Week in Review
No ‘specific solution’ for light rail
Light rail along Auckland's Dominion Rd is further behind than many might have thought, Dileepa Fonseka reports
Bids currently being considered for Auckland’s light rail project aren’t for a “specific solution” the Ministry of Transport’s CEO has said.
The CDPQ/NZ Infra consortium and NZTA submitted their competing bids for Auckland Light Rail last week but Ministry of Transport CEO Peter Mersi told a Transport and Infrastructure select committee on Thursday that the bids weren’t about routes or modes but the way the project would be administered.
“At this stage this process is about deciding who the preferred delivery partner will be not the specific solution.”
The revelation has taken commentators who have been watching the light rail saga by surprise. Greater Auckland editor Matt Lowrie said it was a “bizarre process”, urban geographer Ben Ross said “it seems the project is going in reverse”, while National Party Transport spokesman Chris Bishop said it was an indication that “we’re well away from actually building anything”.
Minister of Transport Phil Twyford told Newsroom afterwards that he hoped a decision between NZ Infra and the NZTA would be made early next year with design work and a partnership agreement to proceed after that.

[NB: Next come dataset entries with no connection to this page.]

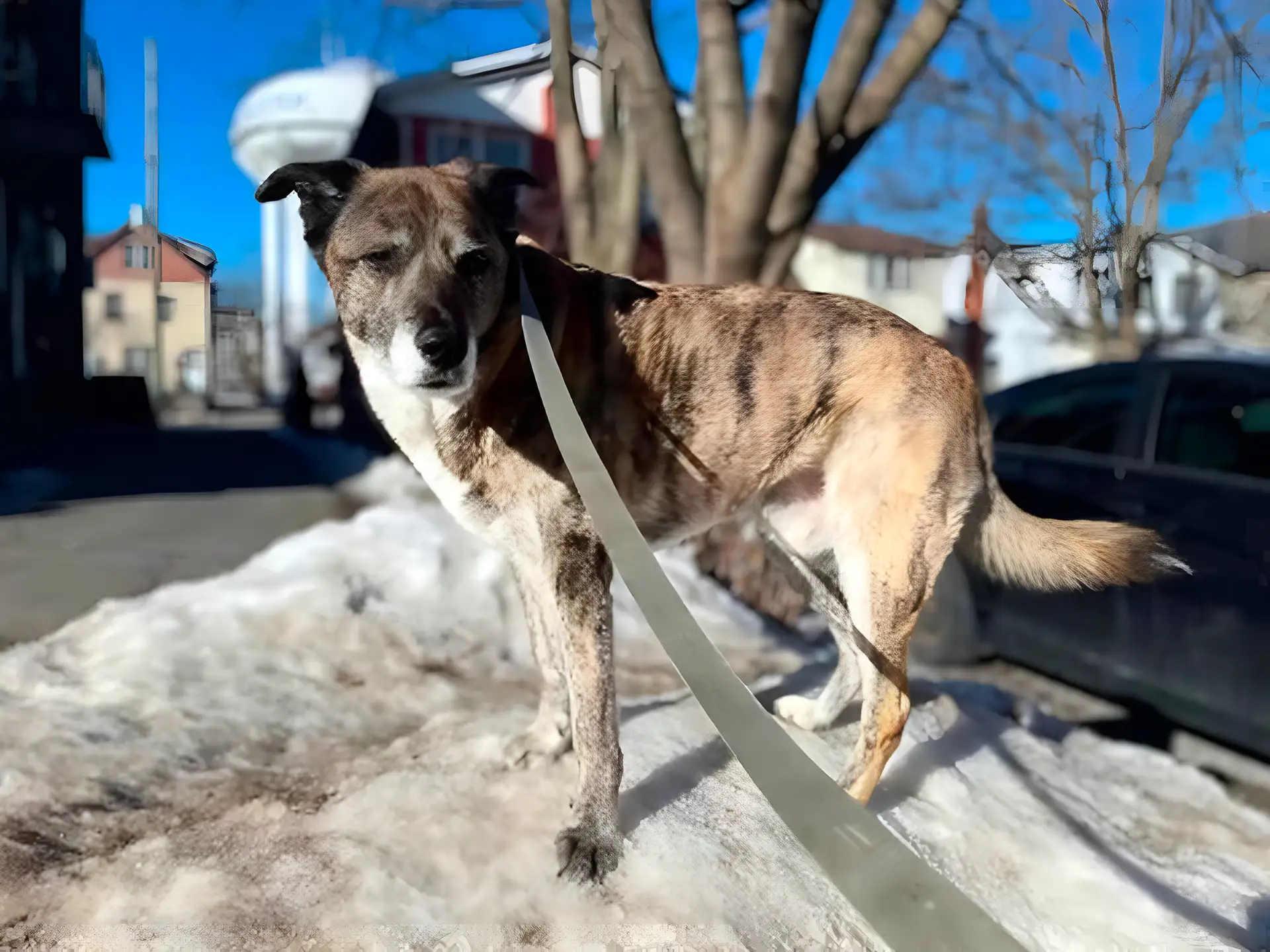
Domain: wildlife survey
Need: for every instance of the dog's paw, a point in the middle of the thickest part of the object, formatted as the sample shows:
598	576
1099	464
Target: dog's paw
538	746
799	711
587	852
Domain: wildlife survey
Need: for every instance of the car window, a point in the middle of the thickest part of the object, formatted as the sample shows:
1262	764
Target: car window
1076	414
1214	423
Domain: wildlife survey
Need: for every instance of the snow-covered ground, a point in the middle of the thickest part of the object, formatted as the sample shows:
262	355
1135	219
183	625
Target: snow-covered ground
308	749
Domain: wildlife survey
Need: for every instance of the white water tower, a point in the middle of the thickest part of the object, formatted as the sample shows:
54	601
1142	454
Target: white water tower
305	116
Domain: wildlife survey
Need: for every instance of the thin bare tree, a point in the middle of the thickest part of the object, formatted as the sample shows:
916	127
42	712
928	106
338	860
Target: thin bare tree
734	188
1074	134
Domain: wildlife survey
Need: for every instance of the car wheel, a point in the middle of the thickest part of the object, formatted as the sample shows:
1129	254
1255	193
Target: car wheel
948	629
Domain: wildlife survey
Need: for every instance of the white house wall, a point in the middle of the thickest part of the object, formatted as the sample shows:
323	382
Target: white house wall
1024	346
824	266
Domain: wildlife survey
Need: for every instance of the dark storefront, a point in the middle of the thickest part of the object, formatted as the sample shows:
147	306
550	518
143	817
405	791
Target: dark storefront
52	116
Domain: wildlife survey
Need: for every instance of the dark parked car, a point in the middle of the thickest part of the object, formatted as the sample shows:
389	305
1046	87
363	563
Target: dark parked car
1180	446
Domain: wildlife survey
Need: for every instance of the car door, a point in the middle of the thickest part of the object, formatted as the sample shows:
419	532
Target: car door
1206	487
1060	446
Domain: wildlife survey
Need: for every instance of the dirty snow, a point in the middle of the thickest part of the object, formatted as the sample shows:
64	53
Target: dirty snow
309	748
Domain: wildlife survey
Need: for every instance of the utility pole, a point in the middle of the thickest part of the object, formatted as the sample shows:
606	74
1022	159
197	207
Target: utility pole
151	212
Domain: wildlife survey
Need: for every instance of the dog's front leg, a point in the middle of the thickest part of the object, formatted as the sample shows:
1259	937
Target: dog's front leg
549	736
591	846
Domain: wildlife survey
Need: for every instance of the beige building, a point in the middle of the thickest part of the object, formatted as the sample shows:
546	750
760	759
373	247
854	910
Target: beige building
902	273
122	332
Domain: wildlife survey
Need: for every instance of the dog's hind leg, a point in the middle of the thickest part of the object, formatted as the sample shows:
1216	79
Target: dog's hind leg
888	573
550	734
843	684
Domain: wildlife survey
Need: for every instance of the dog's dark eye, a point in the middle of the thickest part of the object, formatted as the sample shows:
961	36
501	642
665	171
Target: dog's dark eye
379	258
473	264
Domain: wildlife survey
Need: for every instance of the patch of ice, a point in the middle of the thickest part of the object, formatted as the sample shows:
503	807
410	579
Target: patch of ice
309	746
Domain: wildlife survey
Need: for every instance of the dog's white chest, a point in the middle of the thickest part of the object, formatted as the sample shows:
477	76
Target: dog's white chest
412	420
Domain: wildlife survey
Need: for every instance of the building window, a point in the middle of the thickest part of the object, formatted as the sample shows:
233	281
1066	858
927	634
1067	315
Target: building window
450	140
888	273
138	257
136	361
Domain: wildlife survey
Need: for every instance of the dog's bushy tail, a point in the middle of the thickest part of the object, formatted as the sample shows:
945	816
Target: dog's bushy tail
1054	555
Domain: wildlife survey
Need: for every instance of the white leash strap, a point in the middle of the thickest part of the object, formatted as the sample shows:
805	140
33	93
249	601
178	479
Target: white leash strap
911	906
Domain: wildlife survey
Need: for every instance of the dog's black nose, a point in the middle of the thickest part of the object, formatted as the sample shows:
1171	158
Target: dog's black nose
443	347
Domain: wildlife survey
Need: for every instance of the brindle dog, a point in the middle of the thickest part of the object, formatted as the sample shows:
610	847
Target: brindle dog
863	441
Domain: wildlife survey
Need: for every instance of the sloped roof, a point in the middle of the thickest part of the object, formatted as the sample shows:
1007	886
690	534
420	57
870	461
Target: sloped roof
200	254
1245	240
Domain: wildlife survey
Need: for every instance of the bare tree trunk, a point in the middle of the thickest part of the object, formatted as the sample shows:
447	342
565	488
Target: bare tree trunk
618	177
1130	251
822	154
573	163
662	145
1094	299
742	190
600	201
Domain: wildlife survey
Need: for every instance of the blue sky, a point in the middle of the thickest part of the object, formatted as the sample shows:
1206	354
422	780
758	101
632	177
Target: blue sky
211	51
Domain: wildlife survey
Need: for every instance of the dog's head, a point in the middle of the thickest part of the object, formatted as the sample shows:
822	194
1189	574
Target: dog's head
417	259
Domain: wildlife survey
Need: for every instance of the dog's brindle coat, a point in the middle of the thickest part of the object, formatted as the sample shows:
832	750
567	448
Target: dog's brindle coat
860	438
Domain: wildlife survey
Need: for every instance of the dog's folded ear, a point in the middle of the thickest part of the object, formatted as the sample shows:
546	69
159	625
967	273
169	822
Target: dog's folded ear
321	187
494	188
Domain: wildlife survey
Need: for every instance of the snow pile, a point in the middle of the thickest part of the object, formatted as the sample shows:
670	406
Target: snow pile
310	748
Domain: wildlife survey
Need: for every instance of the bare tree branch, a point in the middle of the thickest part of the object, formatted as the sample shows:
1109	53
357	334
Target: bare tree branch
573	163
724	83
804	184
659	134
743	193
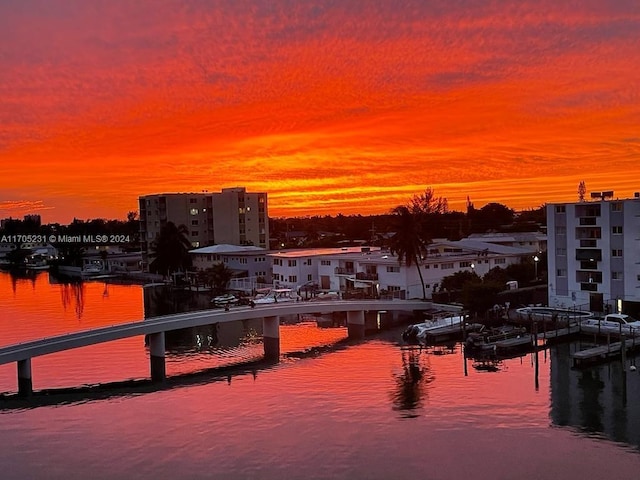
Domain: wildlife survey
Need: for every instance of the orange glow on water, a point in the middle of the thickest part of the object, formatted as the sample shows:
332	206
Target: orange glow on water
328	109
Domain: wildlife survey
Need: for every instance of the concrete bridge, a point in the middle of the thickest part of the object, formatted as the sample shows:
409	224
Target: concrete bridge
157	326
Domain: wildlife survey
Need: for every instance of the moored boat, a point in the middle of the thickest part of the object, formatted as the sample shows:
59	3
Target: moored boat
418	332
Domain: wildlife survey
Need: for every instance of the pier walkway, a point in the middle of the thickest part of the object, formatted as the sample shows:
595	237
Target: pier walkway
156	327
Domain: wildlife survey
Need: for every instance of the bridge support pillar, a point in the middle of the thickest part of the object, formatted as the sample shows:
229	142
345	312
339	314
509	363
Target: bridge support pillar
271	337
25	385
355	324
156	357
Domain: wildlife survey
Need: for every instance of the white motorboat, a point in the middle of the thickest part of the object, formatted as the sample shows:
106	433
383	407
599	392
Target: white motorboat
419	331
614	323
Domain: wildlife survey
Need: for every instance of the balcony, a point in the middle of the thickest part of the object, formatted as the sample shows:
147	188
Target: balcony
588	221
588	243
371	277
589	287
344	271
591	255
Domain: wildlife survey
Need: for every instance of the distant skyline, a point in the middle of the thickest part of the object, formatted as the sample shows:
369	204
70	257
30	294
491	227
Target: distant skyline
330	107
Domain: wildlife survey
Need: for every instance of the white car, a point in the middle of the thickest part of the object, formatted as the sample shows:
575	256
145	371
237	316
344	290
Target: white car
225	300
278	295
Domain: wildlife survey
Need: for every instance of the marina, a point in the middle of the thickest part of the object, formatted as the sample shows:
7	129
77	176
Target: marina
373	390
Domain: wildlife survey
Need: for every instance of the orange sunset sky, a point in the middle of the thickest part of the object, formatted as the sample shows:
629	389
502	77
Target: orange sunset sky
338	106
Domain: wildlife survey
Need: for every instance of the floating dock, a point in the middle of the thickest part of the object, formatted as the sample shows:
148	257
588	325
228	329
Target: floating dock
602	353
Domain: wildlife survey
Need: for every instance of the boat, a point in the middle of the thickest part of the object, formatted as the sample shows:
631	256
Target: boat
506	337
612	323
277	295
418	332
541	313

“The twin track process that the Ministry of Transport are currently leading...is looking at the delivery model and who the Government will choose to partner with.”
The “novel approach” NZ Infra originally presented was a business model that would have seen the consortium design, build, own, and operate the network in perpetuity, Twyford said.
“Cabinet took the view that was sufficiently novel and interesting that it needed serious consideration.”
Twyford said NZTA had also now presented alternative delivery models in their bid that he thought could include Crown borrowing, “design and build”, or a Public-Private Partnership.
“Once the Crown has selected its desired partner and settled on the delivery model there’ll be more work done on the route and the design.”
Shovel ready to not shovel ready
Lowrie said the project had gone from “shovel-ready” - when Auckland Transport handed over the project to NZTA - to not shovel-ready.
“Yes there was some consenting that needed to happen and other things and probably some detailed design work.”
“But the majority of that work had already been done by Auckland Transport and when NZTA picked it up they were continuing with that up until the CDPQ bid came in and changed the entire picture.”
Ross said overseas mass transit projects typically involved a local authority deciding they needed public transport for a particular route then putting the design, build and operation of it out to tender.
“But they’ve done it in reverse which is a bit odd.”
Mersi said the competing proposals between CDPQ and NZTA would now be evaluated by different specialised committees.
“The next step will be to establish what that partnership will look like.”
NZ Infra bid for Transport Agency role
Mersi said the arrival of the unsolicited joint bid between CDPQ and NZ Super - reported by Stuff as eventually having triggered a reset of Auckland light rail - wasn’t a different approach to light rail but a proposal by the consortium to deliver it differently.
The NZ Infra proposal had proposed a “different type of engagement with the Crown” that would see it “take on the role of what would be the Transport Agency”.
“This process is not about us going ‘snap’ on the proposal, it’s about us saying yes we want to partner with you and that partnership involves how will we work together.”
“That includes, for example, proposals around engaging with local councils, iwi, etc.”
Twyford didn’t want to put a timeline on when the public could expect to see light rail designs.
“We want to take the time to get it right, one of the reasons the Sydney light rail project experienced so many problems was that they rushed the process and they regretted it afterwards.”
But Lowrie said Sydney’s situation was caused by the State Government not disclosing enough information about a route design they had selected.
Costs that would be needed to move pipes and other services out of the way meant the project was impossible to deliver at the cost tendered for and the New South Wales government was taken to court by the contractor involved.
Lowrie said that was more likely in a situation where the specifics of the contract weren’t set down in stone.
“You don’t go to Fletcher’s and say ‘we want you to build us a road’ and Fletcher’s go ‘okay where you do want us to build it?’ and [then] go ‘I don’t know we’ll work that out later’.”